Violeta se hallaba descolorida, casi sin alma, luego de que algunos captores habían querido robarle la esencia. Caminaba en círculos, se perdía en un desierto pantanoso lleno de miseria y desidia. Cuando la sed la acechaba, recordaba los momentos de júbilo en aquellos jardines de plena Babilonia; era lo único que la distraía y le componía una mueca parecida a una sonrisa. Su cantimplora oxidada, los pies descalzos, la esperanza famélica.

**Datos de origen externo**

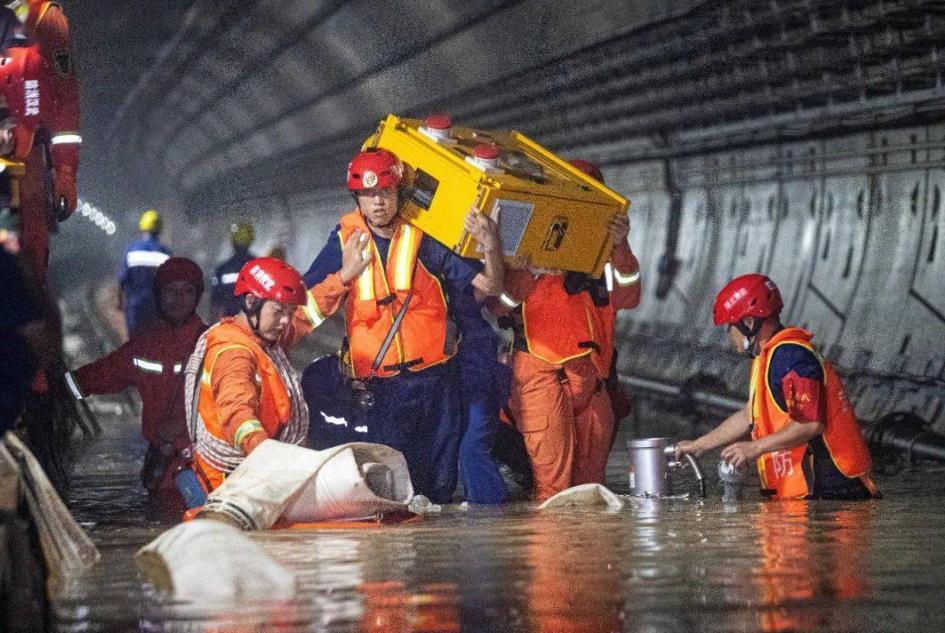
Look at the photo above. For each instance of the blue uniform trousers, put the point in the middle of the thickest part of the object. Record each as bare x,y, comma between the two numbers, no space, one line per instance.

Tal fue la ventisca que levantó la ola de calor que se tapó los ojos, y se dejó llevar por el resto de sus sentidos. Caminó en un sentido incierto, hasta poder ayudarse por el perfume de las cascadas y la selva, cada vez más cerca. Se cargó de las últimas energías que le restaban, corrió, lo hizo por su bien. Ya sin importarle tropezar, fue más rápido y más fuerte, ciega, aunque audaz, y pegó un salto esbozando un sollozo de placer.
Alguien la encontró a Violeta, ya cansada de tanto llorar y tanta sed, reposando y en posición fetal. Estaba tanto o más exhausto, pero acostumbrado, el viajante le quitó las bendas y la llevó a refrescarse. Había mucho verde para ver.